TR melakukan aksinya sejak dipenjara pada 2017 atau sudah 2 tahun dari total masa hukuman 7 tahun 6 bulan atas kasus pencabulan anak di bawah umur.
Dari hasil penelusuran polisi, ditemukan total 1.300 foto dan video anak-anak yang melakukan tindakan asusila. Konten tersebut disimpan dalam akun email milik pelaku.
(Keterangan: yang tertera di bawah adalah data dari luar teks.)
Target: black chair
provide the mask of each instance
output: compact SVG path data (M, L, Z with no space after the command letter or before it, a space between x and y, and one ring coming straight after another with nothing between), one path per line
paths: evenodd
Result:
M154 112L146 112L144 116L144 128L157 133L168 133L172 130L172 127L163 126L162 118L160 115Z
Polisi kemudian berhasil mengidentifikasi setidaknya 50 anak yang menjadi korban dalam konten tersebut. Berdasarkan keterangan polisi, TR melakukan aksinya demi kepuasan pribadinya.
Dari TR, polisi menyita sebuah telepon genggam, nomor WhatsApp, serta sejumlah akun email dan media sosial.
Tersangka dikenakan Pasal 82 jo Pasal 76E dan/atau Pasal 88 jo Pasal 76I Undang-Undang Nomor 35 Tahun 2014 tentang Perubahan atas Undang-Undang Nomor 23 Tahun 2002 tentang Perlindungan Anak dan/atau Pasal 29 jo Pasal 4 ayat (1) jo Pasal 37 Undang-Undang Nomor 4 Tahun 2008 tentang Pornografi dan/atau Pasal 45 ayat (1) jo Pasal 27 ayat (1) Undang-Undang Nomor 19 Tahun 2016 tentang Perubahan atas Undang-Undang Nomor 11 Tahun 2008 tentang Informasi dan Transaksi Elekronik.
Ancaman hukuman maksimal bagi pelaku adalah 15 tahun penjara dan/atau denda Rp 5 miliar.